Few hours to President George Weah's State of the Nation Address on Monday, Jan. 29, there appeared to be an sudden, significant drop in the LRD/USD exchange rate. However the drop did not affect prices of basic commodities, including gasoline and transportation. Until Monday, the exchange rate was L$135 to US$1.
But the sudden drop in the rate, according to a Daily Observer survey, was due to the speculation that President would have swiftly intervened to announce measures that will have stabilized the exchange rate.
Currently, the LRD to USD exchange rate spans between L$90 and L$110 to US$1, which is, for once, far below the Central Bank of Liberia's (CBL) published market 'buying and selling rates.'
About two weeks ago, the CBL authorities intervened in the exchange rates, but it cannot be determined if the intervention influenced drop of the Liberian dollar to the US dollar.
Forex Bureaus around Monrovia show the exchange rate well above L$130/US$1, just days before Pres. Weah's State of the Nation Address
CBL Communication Director, Cyrus W. Badio told the Daily Observer via mobile phone yesterday that recently, the bank infused a huge amount of money into the economy to stabilize the rate. He did not, however, state how much was infused into the economy.

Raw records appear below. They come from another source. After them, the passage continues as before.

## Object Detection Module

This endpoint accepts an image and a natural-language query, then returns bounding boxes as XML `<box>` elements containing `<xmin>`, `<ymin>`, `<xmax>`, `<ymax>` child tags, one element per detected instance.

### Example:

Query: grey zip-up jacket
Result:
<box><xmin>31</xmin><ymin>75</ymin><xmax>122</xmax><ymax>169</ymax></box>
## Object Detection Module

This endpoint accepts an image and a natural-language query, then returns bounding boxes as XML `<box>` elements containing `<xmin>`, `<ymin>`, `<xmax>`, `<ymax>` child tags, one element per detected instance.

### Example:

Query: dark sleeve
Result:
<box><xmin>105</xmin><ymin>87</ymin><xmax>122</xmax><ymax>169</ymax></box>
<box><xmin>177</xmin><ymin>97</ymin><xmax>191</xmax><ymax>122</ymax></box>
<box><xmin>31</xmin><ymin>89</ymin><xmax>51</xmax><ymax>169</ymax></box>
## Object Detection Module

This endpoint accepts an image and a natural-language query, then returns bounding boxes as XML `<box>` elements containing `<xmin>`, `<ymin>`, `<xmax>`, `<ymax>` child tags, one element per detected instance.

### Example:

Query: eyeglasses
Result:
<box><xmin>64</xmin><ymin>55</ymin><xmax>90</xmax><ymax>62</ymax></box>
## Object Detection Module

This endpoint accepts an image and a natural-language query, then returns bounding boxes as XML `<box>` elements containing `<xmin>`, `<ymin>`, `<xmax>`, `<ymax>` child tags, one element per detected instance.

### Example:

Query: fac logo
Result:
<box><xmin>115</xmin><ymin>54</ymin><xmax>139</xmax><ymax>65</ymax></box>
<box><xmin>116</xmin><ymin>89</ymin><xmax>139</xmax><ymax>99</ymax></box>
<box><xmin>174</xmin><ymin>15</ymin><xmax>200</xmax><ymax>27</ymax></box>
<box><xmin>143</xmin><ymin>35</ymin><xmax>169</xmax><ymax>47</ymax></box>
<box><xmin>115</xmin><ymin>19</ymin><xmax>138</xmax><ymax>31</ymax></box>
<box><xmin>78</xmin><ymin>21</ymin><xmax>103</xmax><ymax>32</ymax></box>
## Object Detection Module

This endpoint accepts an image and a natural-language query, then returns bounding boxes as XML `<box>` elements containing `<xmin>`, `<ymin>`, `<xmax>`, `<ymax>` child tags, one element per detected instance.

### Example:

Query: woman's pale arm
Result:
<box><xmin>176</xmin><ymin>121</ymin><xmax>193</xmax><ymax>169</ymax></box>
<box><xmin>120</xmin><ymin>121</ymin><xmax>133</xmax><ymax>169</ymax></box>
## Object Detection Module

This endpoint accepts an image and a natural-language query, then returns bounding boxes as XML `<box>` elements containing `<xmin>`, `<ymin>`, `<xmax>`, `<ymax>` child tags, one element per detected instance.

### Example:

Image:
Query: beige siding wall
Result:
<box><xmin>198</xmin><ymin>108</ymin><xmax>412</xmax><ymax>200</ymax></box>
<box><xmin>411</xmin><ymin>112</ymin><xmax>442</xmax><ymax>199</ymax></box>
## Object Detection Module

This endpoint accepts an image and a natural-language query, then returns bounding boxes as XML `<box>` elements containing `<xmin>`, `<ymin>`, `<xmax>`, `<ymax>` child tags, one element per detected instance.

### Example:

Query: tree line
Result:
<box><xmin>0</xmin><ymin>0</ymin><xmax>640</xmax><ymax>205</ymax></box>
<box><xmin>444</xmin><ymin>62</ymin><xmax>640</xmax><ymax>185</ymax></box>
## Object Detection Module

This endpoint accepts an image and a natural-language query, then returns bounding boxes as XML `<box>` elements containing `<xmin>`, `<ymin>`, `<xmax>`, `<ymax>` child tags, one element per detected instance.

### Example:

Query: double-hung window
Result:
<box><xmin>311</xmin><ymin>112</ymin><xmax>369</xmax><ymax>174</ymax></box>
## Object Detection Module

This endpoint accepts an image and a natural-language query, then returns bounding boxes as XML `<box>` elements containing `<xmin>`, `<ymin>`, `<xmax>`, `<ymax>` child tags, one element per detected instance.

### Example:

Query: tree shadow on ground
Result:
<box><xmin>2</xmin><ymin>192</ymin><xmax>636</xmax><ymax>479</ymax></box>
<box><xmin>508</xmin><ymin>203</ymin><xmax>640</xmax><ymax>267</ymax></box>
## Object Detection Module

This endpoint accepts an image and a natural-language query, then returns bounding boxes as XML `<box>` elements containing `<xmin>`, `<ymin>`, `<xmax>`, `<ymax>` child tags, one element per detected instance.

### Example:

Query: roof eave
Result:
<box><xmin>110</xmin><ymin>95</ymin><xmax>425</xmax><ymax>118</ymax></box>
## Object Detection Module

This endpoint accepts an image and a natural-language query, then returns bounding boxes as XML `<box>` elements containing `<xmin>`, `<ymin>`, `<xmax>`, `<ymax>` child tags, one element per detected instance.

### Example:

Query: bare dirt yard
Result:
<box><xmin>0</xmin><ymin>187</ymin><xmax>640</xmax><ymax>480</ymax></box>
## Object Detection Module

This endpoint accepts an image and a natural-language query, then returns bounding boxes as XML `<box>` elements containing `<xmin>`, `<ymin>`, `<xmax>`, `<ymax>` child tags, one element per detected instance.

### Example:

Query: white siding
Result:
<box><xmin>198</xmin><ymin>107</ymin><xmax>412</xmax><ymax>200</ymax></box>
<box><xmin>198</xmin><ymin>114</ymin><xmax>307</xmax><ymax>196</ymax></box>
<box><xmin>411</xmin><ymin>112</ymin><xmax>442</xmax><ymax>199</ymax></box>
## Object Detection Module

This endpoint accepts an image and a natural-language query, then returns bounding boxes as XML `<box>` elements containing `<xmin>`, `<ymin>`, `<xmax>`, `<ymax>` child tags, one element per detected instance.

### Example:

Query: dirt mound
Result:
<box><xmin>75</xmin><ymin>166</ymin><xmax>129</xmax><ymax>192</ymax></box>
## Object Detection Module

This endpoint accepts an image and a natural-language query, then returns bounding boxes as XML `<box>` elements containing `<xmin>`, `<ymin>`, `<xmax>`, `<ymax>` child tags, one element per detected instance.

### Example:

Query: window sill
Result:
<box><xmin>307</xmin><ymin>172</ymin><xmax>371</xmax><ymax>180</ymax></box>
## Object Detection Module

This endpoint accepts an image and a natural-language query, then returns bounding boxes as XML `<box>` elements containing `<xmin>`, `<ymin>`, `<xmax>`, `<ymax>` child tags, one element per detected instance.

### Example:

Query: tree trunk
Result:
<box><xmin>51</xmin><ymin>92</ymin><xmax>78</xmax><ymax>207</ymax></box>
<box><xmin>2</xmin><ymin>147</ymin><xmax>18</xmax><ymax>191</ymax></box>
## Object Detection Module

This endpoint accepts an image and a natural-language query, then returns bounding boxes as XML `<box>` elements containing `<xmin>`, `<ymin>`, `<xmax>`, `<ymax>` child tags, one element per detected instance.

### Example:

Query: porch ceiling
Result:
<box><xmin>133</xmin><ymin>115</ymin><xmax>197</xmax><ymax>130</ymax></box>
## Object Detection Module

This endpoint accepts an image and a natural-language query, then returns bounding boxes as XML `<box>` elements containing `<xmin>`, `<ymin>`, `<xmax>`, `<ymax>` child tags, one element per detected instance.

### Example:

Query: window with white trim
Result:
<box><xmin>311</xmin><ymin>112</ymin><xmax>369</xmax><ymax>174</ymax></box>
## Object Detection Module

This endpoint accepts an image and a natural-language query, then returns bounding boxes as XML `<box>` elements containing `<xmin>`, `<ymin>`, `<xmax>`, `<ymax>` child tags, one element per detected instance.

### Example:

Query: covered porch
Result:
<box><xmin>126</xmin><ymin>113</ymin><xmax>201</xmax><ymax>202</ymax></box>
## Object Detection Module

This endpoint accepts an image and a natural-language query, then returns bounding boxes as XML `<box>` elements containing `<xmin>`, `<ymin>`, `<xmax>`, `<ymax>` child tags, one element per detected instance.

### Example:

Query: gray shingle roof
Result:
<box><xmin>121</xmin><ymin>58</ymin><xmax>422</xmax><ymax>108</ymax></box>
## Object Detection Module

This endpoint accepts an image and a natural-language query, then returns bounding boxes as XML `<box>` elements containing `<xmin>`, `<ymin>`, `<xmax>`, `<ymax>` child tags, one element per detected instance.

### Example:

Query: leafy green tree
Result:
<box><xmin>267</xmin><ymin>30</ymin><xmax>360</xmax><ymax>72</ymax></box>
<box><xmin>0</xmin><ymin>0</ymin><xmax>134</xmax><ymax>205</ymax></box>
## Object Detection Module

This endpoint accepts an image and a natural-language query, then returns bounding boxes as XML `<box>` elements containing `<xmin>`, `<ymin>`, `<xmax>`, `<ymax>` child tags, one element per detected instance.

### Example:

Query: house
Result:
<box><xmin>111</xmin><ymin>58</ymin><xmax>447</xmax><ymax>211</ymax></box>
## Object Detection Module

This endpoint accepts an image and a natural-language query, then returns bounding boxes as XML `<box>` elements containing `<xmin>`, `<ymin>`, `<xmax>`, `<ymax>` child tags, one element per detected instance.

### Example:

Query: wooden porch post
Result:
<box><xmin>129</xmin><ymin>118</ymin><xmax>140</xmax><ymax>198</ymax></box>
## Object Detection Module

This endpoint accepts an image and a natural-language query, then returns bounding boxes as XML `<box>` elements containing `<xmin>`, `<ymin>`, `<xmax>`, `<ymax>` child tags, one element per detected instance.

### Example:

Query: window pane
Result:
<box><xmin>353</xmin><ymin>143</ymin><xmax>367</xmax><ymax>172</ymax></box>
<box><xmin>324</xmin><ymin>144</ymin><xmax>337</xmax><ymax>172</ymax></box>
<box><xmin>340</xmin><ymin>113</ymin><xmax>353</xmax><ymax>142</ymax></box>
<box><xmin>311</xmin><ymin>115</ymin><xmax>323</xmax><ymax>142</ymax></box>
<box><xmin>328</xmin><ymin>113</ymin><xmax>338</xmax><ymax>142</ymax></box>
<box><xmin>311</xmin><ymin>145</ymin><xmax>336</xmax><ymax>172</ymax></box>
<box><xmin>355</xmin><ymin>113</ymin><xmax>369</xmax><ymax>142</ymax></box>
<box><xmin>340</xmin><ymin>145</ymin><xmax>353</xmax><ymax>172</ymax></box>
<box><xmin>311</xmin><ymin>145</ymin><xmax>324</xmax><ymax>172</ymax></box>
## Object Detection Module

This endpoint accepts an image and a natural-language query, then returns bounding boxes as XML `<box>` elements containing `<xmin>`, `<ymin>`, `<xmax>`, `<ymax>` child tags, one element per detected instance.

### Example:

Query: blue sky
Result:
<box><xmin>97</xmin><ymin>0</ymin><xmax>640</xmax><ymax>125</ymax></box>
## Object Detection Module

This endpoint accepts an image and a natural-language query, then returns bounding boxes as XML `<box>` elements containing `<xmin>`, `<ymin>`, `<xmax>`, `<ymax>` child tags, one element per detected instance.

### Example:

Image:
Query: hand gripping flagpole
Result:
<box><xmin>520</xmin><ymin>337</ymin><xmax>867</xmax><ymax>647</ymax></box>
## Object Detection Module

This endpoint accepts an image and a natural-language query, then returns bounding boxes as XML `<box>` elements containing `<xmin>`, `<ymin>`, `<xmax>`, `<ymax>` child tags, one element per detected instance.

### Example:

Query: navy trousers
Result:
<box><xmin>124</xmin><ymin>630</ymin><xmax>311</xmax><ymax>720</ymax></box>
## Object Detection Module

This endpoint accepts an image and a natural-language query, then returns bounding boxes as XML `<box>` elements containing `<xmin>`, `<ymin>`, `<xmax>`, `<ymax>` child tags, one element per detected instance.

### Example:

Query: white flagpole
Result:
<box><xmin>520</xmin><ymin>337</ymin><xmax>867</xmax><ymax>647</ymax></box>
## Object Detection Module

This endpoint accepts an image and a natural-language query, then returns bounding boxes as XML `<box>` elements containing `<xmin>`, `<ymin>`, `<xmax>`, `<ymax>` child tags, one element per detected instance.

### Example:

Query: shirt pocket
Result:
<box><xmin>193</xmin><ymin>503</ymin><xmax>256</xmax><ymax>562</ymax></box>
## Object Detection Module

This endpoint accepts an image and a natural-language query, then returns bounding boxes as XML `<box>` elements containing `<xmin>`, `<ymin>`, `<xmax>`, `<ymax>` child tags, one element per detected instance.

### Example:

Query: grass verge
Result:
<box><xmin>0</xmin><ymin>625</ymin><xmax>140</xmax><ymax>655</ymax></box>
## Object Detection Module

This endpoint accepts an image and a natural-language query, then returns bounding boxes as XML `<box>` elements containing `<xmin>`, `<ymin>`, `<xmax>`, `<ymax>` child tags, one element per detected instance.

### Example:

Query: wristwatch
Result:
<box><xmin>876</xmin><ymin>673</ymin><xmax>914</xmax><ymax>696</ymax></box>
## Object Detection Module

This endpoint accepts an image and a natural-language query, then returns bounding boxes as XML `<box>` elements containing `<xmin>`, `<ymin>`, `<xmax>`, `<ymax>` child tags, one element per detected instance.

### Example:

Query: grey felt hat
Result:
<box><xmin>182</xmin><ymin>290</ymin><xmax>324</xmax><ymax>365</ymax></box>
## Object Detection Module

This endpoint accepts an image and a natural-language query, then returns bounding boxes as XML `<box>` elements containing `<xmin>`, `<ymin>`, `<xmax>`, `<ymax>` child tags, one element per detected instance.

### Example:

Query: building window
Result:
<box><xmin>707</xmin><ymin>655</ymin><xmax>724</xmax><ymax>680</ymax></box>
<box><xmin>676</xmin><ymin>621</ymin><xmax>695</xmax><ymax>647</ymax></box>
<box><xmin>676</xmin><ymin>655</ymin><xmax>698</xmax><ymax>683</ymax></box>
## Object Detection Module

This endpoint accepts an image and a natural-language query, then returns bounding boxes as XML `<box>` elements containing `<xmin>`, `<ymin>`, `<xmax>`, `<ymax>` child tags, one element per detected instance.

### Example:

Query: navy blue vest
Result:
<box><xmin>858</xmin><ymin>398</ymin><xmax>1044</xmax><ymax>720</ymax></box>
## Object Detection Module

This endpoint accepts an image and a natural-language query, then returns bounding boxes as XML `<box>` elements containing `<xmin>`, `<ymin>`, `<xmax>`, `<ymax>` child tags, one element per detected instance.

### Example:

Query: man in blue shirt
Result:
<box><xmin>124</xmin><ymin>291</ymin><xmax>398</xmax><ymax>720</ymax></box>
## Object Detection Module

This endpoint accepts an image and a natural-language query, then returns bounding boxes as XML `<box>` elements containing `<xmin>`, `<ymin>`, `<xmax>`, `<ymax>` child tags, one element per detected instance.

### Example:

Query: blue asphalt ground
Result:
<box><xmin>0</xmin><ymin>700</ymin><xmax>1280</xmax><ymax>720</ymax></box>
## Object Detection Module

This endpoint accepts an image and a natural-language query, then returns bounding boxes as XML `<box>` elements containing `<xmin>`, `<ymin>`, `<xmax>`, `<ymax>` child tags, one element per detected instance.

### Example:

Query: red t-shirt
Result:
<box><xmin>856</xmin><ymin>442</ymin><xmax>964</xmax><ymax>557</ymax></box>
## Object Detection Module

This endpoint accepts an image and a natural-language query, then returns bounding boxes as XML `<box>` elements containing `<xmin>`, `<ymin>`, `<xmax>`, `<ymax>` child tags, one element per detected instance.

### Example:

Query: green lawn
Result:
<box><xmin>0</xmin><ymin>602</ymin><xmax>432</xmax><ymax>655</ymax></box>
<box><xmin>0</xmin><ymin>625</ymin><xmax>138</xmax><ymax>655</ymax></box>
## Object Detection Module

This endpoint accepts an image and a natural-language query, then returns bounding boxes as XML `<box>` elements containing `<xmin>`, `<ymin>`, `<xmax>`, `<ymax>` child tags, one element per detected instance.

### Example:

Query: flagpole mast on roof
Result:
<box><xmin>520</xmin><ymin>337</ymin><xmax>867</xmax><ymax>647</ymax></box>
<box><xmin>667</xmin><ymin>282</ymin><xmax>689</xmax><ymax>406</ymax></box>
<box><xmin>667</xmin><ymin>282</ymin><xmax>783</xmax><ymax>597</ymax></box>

According to some business people, the drastic reduction in the exchange rate is good under President Weah, but the prices of goods and commodities are still high on the market.
Ma. Bendu, who sells in the Red-light market said the rate is low but the prices are still the same, because commercial drivers still buy gasoline for L$465, and charge L$100 from ELWA Junction to Broad Street.
Abraham Smith, shoe retailer said "Business is not easy... Three months ago, things were fine but this time no way because of the high exchange rate. Now if you buy your goods at the rate of L$130 or L$131 to U$1 it makes it difficult to buy our goods."
"When we try to complain, they (customers) usually tell us that the U.S rate is too high. My recommendation to the new government is to drop the prices of commodities on the market and reduce the U.S. rate.
"Another thing the new government must do is to create more jobs for the young people to help reduce poverty in the country because things are very expensive and the common people cannot afford to provide for themselves," Smith added.
Amos Zoker, Used Tires Retailer said, "We were buying the wheelbarrow tires for LD$450 but the price has increased to LD$650 because of the U.S rate. So, the U.S rate is really embarrassing us. I want the new government under the leadership of George Weah to try hard and reduce the prices of goods, regulate the exchange rate and improve the economy."
A representative of business rights advocacy group, Patriotic Entrepreneurs of Liberia (PATEL), also told the Daily Observer that "the entire business community is right now confused because we don't know where this news came from on the massive reduction in the foreign currency."
According to him, President Weah promised during the elections that if elected, he will ensure that the prices of major commodities would drop in three months.
Based on this, "we thought his state of the nation address would immediately reduce the exchange rate."
He said the country is now in a serious economic crisis and therefore, President Weah should hurry up and take Liberians out of the economic doldrums and the private sector should be given a greater chance in the country's economic development drive.
He highlighted the importance of Liberia's restoration of its key economic role in the region, especially through increasing exports and encouraging investments.